Which was welcomed by the peanut gallery but I was reproached for it being the last of the pancake, lol. I will skip sharing the stare I am now getting from Willow….

Samsung Galaxy Tab S6 Hands-On: Keyboard and S Pen.

I’ve never really been a big fan of Samsung’s cases, be them the flappy cover or the same with a keyboard stuffed in. But I’ve gotta admit that keyboard/kickstand approach makes an interesting case.

This also gives me some hope, since my Tab S3’s cracked screen ain’t going to get any better and the alternatives are rather few without migrating to an iPad Pro.

Sadly doesn’t look like SWAT 3 runs on modern systems, compatibility modes for XP and 9x don’t help nore does dandy tricks emulating an old GPU in software ala dgVoodoo. Although I suppose, loading Win98SE into a virtual machine might work.

That’s a great shame because the game was both pretty well done and ahead of its time nearly ~20 years ago. It remains the best tactical shooter I’ve ever played, and that’s probably been a lot over the years.

On the flipside with a little lovin’ the original R6 runs pretty well. The only technical issue I’ve had is a ghosting between the mouse cursor in and out of game which makes using the menus a hard on the eyes. Rather than taking my chances: I stuffed dgVoodoo’s Direct3D libraries in to begin with. R6 is so old it still offered a software renderer, so might not be so necessary.

I remember first playing Rainbow Six and finding it both intently interesting and quite frustrating as a kid; mainly for the laser-eyed snapshot of death effect, which is not as big a problem decades later. What remains irksome though is that path finding was effectively infantile back then. Thus in a game that resolved to plan a strike with multiple fire teams — you’ve got an A.I. that can barely avoid walking into walls just trying to follow you around. Aside from that, I’d say it remains a good game.

Scary advances in time and drive tech: when you plop in an old game CD and it feels like most of the install time is how fast you can read unpack the data off a CD-ROM.

Rummaging through the bin in my closet, I went looking for my old tactical game of the year edition of SWAT 3. Along side it of course the sequel, my original copy of R6 III: Raven Shield and the first Rainbow Six. Needless to say when these games originally shipped most people had IDE hard drives and Windows 9x still had a very large market share. SSDs didn’t exist :P. Installing games off CD-ROM took quite a bit longer when SWAT 3 was a young game; I think I just spent a whopping five minutes counting disc changing.

Hmm, kind of wonder if there’s still a copy of the patch file for R6 anywhere.

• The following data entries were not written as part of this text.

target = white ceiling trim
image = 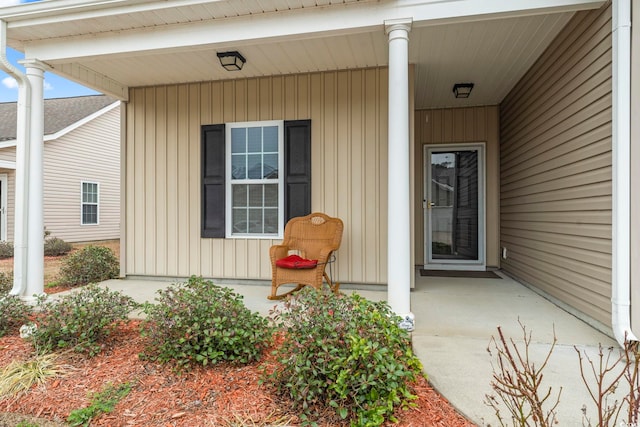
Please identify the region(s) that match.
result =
[44,101,120,141]
[49,63,129,101]
[22,0,603,61]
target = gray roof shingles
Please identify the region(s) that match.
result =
[0,95,116,141]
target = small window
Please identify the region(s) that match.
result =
[80,182,99,225]
[225,121,284,238]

I still remember downloading that 33~35 meg file once upon a dial up life and being glad that no one had called our phone number for nearly four consecutive hours ^_^.

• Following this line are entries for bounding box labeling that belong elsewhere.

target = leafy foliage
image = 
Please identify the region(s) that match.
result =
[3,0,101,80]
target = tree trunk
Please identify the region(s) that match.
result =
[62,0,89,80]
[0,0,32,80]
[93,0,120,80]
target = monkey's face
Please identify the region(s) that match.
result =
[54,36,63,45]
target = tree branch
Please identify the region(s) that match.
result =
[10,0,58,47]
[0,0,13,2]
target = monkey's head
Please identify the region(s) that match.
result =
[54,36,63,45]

It would suffice to say aging sucks. But when I stay up late, still get enough sleep, and feel much the zombie in the morning, I can’t help but think it has more to do with how much of my youth was spent with next to no sleep.

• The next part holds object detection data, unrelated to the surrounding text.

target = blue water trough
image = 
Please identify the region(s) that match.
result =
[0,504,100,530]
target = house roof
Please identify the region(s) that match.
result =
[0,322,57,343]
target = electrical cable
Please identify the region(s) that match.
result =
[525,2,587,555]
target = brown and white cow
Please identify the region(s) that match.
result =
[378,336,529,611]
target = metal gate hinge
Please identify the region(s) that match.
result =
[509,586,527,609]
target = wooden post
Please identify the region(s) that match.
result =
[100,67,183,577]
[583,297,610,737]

So much of my younger days, sleep time fell somewhere between 0400 – 0700 with wake times usually 0900 – 1000. Because in my family if you wanted any peace or needed concentration that meant waiting for everyone else to be asleep. Ironically back then I didn’t consume caffeine either, lol.

Last night was more like 0045 – 0915, or about eight hours of glorious sleep. Pardon me whilst I drain coffee like crazy.

Special bonuses to running the built in OpenSSH service on your W10 install: being able to SSH in and taskkill a fullscreen game that is stuck.

Because apparently the “Hey, let me freaking alt+tab to taskmgr!” problem remains possible even after decades ^_^.

Looks like Prey is on sale for $6 over on Steam, or about $8 with both expansion packs.

Can’t say that the game especially tempted me on release but the reviews I’ve read over the years made me consider, might be worth playing. I suppose atg this price and when you make it the PC version, it’s a bit hard to pass up.

Despite my times with the PlayStation 2 and Xbox One, I can’t say that I have ever cared much for using a controller for shooters. For many games, yeah a controller is both fine and kinda nice. But the more precise speed and accuracy becomes necessary: the more I want a mouse ^_^.